Cape council rejects indemnification resolution
Additional steps to approve hold-harmless paperwork for work in easements deemed unnecessary
Cape Coral City Council nixed a resolution that would have authorized the city manager and city attorney to approve indemnification and hold harmless agreements for property owners wanting to make certain improvements within easements.
Councilmember Dr. Derrick Donnell was the lone dissent for the motion to deny.
According to agenda documents, the city owns and maintains water, sewer, irrigation, and stormwater infrastructure within easements across the city. There are certain improvements — such as driveways, landscaping — that property owners are allowed to build, but under specific conditions.
If the city needs to dig up, repair, or replace the infrastructure in that easement, damages or remove the property owner’s improvement, the city bears no responsibility or cost and all the risk is assumed by the property owner.
A formal hold harmless agreement is signed by the property owner before a permit is issued. The resolution, 115-26, would have streamlined “the process by allowing the city manager and city attorney to handle approvals administratively.”
Councilmember Keith Long called it a babysitting provision, and was being done because “we want to make sure it goes to your office to ensure staff is doing what they are supposed to be doing.”
“Just sign the dang paper on staff level. I can’t support,” he said.
City Attorney Aleksandr Boksner said it is a mechanism of identifying who is responsible for ensuring compliance with these provisions.
Mayor John Gunter said he did not understand the purpose of the resolution.
“When you look at the resolution for some reason, we have incorporated the city manager and his staff for approval, and city attorney office for their approval, which we have never done before,” he said.
Gunter said he did not understand why they needed two different offices of government to approve — city manager and city attorney’s office.
“It sounds like a staff issue, if there is an issue. To bring the city attorney’s office in to monitor and regulate what city staff is doing is outside the city charter,” he said.
Boksner said the best practice is that the receiving party executes the document as well.
“That doesn’t seem to have occurred on a consistent basis.
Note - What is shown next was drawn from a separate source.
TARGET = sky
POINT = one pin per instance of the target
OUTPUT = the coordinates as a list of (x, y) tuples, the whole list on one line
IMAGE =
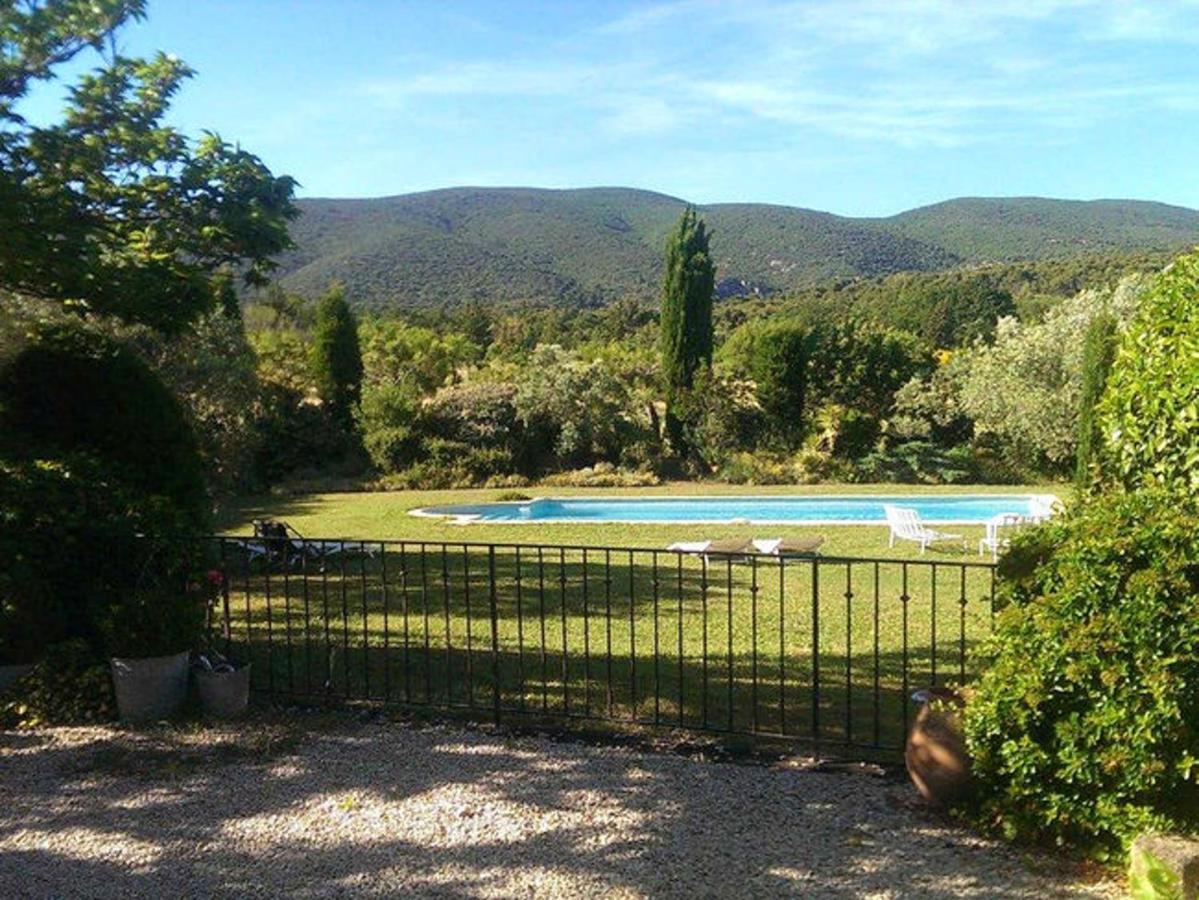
[(856, 107)]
It identifies who is legally responsible for executing this document,” he said, adding that it seems that the best practices may not have been followed to the level that he would have been comfortable with. “In certain circumstances no one was signing on behalf of administration – only signed by the property owner.”
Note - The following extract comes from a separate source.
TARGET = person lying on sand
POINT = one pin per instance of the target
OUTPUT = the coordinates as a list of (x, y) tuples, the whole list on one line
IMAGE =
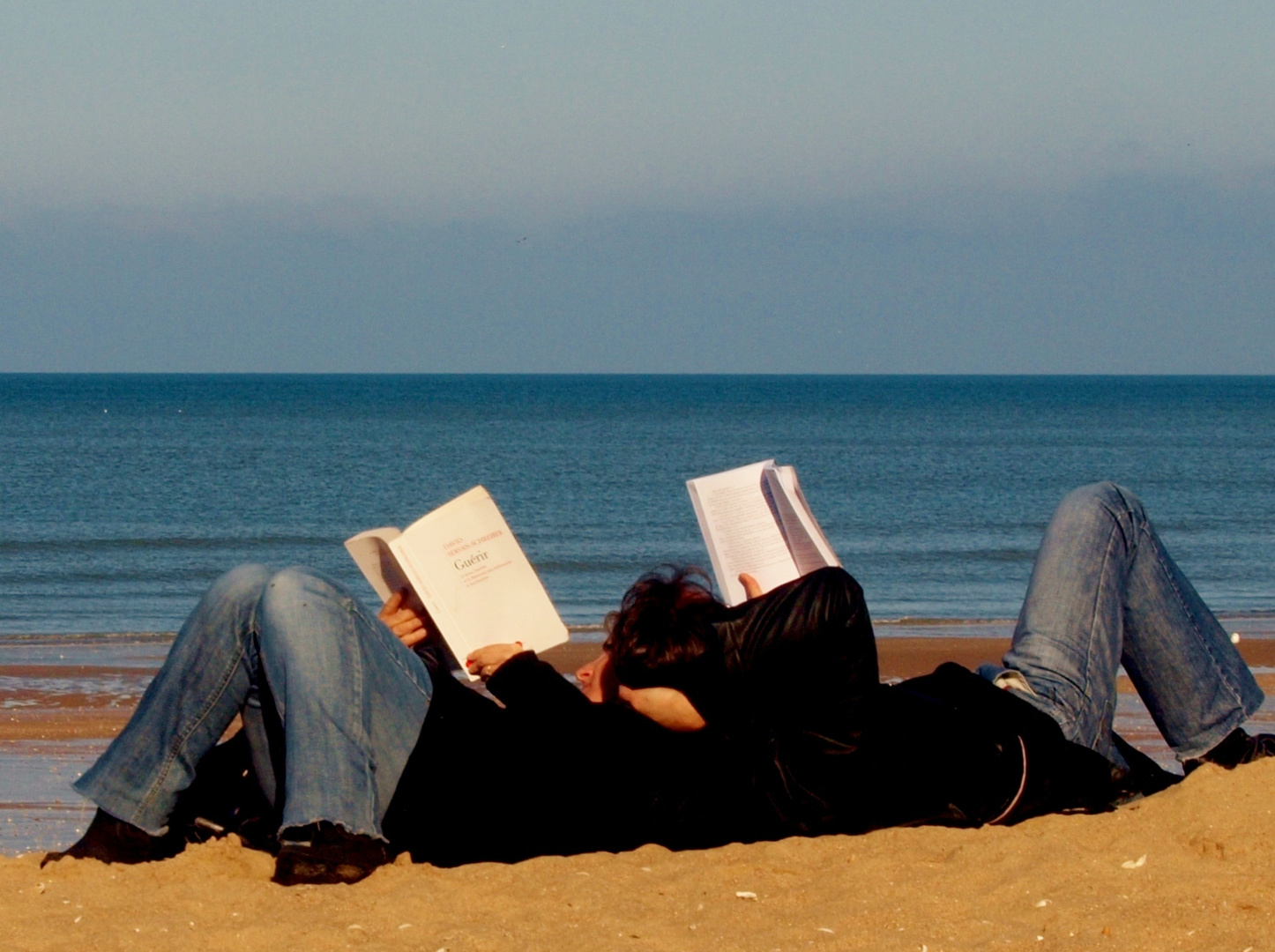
[(791, 680), (363, 747)]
Gunter said they are adding additional steps that he does not think is needed. He said if the form needs to be revised to keep the process streamlined then let development services and the city manager handle that.
Boksner said the best practice is to have both the recipient and giver executing a legally binding document.
“I am trying to identify uniformity and consistency moving forward, so no one at a later time can say they were not aware,” he said. “This is nothing more than establishing a best practice.”